Please ignore the line numbers appearing in the code snippets mentioned below. They do not correspond to the line numbers in the startup file.

Organization of the Startup code

There are 5 parts of the startup code.

  1. Declaration of the Stack area
  2. Declaration of the Heap area
  3. Vector table
  4. Reset handler code
  5. Other exception handler code

Stack Area

The assembly code is usually divided into different sections by the AREA directive. Let's first look at how the stack area is declared.

Stack_Size     EQU     0x00000400



This line declares a constant called Stack_Size of value 0x00000400. The EQU is an assembler directive which is similar to a the #define pre-processor directive in C language.

AREA     STACK, NOINIT, READWRITE, ALIGN=3



Next, this is a declaration of the area for Stack. This is done by the assembler directive AREA. This directive denotes a separate section in the memory. STACK in this case is just the name of the section. Following the name of the section are some attributes for this section.

NOINIT indicates that the data in this section is initialized to zero.

READWRITE as the name implies, this section is allowed to be written to and read from.

ALIGN=3 makes the starting of this section on an 8-byte boundary. (2^3 = 8).

Stack_Mem          SPACE          Stack_Size



This line allocates a space of 0x0400 bytes in the stack area. SPACE is an assembly directive which just reserves a space of specified bytes.

__initial_sp is the declaration of a label which is later used in the vector table. This label will equate to the next address after the stack space in this area. Since the stack grows downwards, this serves as the initial stack pointer.

Vector Table

Ignore the heap section for now. Let's now look at the vector table.

The vector table is in section called as RESET. This declaration of the section is denoted by line:

AREA           RESET,     DATA,     READONLY



RESET is the name of the area. DATA indicates that this section will contain data and not instructions. This is true because the vector table contains only the addresses of the handlers and initial stack pointer value.

READONLY as the name indicates protects this area from being overwritten by the program code.

This area is placed at start of the CODE section of the flash memory which is 0x08000000 for this particular device. (Refer the memory mapping of the MCU in datasheet) This value is specified in linker options - either in a scatter file or by command line linker options. So this means that the vector table is placed at offset 0. Since the vector table offset register VTOR is defaulted to 0, the processor therefore uses this vector table at startup.
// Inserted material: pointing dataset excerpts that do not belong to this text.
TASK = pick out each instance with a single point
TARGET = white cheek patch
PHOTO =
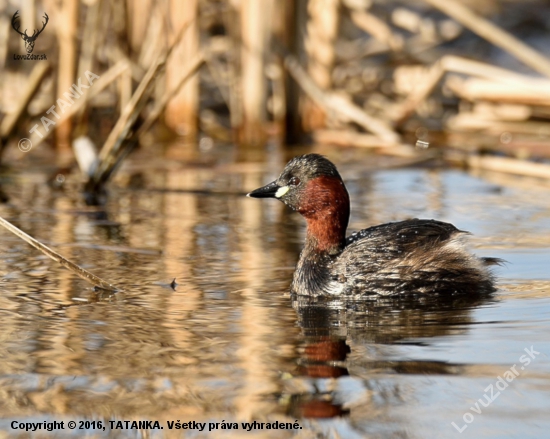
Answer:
(281, 191)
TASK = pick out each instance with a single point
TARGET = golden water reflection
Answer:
(229, 343)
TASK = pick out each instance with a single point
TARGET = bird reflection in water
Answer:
(331, 325)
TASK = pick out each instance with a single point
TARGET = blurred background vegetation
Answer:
(458, 81)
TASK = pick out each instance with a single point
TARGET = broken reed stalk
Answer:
(104, 80)
(79, 271)
(35, 79)
(159, 106)
(337, 104)
(494, 34)
(114, 149)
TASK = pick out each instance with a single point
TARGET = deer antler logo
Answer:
(29, 41)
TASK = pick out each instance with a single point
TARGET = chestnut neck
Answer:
(326, 208)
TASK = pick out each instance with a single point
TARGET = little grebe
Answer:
(412, 256)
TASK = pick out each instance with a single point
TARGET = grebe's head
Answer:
(311, 185)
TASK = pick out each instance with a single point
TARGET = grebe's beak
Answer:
(271, 190)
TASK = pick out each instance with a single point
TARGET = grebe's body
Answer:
(416, 256)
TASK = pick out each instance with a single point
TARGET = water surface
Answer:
(230, 344)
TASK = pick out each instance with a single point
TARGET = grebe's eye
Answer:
(294, 181)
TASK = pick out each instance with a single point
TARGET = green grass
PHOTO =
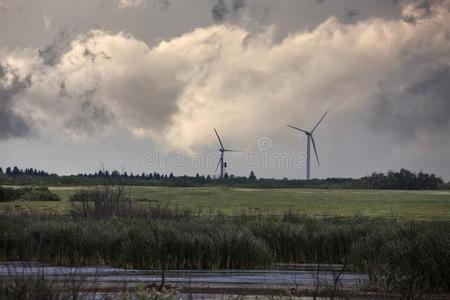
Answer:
(314, 202)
The vector table contains:

  • Initial value of the Stack Pointer
  • Starting address of the reset handler i.e. the code which will be executed on reset
  • Starting addresses of all other exceptions and interrupts including the NMI handler, Hard fault handler and so on.
DCD          __initial_sp



This line stores the value of label __initial_sp in the RESET area. DCD is an assembly directive which stores a word data (32-bit) in the memory.
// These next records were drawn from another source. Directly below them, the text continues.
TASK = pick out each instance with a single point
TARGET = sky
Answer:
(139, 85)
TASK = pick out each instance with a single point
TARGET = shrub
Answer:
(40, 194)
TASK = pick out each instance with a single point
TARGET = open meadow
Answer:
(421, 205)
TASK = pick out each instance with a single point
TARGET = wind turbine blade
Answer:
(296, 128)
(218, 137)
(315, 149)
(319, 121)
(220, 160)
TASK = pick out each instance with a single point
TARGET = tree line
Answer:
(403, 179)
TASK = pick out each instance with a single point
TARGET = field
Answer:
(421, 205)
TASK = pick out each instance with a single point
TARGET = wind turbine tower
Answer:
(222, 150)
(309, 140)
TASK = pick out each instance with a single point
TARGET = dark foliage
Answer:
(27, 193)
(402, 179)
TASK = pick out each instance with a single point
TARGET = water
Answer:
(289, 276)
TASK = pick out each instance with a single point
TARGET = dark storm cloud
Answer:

DCD          Reset_Handler



Similarly the next word stored is the address of Reset_Handler. This is a forward reference because the label Reset_Handler is declared somewhere down the code. (The assembler processes the file in two passes which helps it to resolve such forward references).

Following these are then the labels which are starting addresses of various handlers such as NMI_Handler, HardFault_Handler and so on. Up to SysTick_Handler are the Arm processors' exceptions. After that the table continues with External interrupts. Here 'external' refers to Arm processor and not the MCU STM32. These interrupts are connected to various peripherals in the MCU such as Watchdog, DMA, RTC etc. The list continues up to FPU_IRQHandler (Flash point Unit IRQ).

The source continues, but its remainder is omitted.